Gregg Silverman, MD, professor, Department of Medicine, NYU Langone Health, New York, who chairs the Annual Meeting Planning Subcommittee that planned the Basic Science Track, said that the subcommittee focused on covering diverse topics that would appeal to a wide audience. Look for these presentations:

  • Biomarkers, Precision Medicine & Machine Learning: Speakers will explore how artificial intelligence-driven machine learning algorithms may integrate biomarker data to improve care for individual patients and guide more effective care.
  • Immunology Update: Harnessing Metabolism to Treat Rheumatic Disease: Three sessions will review new data on the immune system’s role and how rheumatologists can make the most of cutting-edge information and its practical implications—how it relates to your patient and their disease.
  • Tipping the Balance from Preclinical Autoimmunity to Overt RA: This session will explore from a molecular perspective the conundrum of why some patients with RA-related antibodies in their blood don’t develop active disease despite having the biomarkers that identify rheumatoid arthritis.

Clinical Science

Rebecca L. Manno, MD, MHS, assistant professor of medicine, Johns Hopkins University’s Division of Rheumatology, Baltimore, who chaired the Meet the Professor/Workshop/Study Group Subcommittee of the Annual Meeting Planning Committee, said the format for this year’s Clinical Science Track will be less didactic while continuing to offer the most cutting-edge content available in rheumatology. Expect sessions that embrace next-generation communications technology in formats that embrace the way people learn today.

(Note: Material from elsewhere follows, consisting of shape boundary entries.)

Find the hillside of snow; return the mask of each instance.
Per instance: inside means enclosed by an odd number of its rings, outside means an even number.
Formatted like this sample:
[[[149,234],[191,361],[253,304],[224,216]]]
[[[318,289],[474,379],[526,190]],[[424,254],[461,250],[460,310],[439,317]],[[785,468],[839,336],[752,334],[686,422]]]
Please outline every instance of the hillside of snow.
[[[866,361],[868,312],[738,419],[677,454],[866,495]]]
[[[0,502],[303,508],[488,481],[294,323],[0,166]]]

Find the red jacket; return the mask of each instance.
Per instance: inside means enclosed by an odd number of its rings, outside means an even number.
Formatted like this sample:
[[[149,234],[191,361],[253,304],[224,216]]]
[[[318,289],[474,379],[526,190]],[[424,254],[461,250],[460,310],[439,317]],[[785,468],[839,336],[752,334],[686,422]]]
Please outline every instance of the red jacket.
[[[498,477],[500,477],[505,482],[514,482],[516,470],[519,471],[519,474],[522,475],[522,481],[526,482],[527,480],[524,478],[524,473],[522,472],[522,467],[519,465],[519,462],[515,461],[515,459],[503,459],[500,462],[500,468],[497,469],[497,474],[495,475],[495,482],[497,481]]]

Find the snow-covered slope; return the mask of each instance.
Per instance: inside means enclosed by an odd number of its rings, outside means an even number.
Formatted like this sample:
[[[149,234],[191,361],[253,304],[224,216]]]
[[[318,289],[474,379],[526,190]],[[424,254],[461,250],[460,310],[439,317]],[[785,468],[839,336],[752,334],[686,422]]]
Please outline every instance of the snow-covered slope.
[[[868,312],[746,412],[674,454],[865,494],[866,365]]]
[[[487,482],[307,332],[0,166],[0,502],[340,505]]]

Some of this year’s featured topics include:

  • Discussions about four newly drafted guidelines, including large vessel vasculitis, ANCA-associated vasculitis, osteoarthritis, and gout.
  • Non-rheumatologic diseases rheumatologists often encounter in their patients, including NAFLD (non-alcoholic fatty liver disease) non-alcoholic steato-hepatitis, neuromyelitis optica, relapsing polychondritis and granulomatosis with polyangiitis, and histiocytic disorders.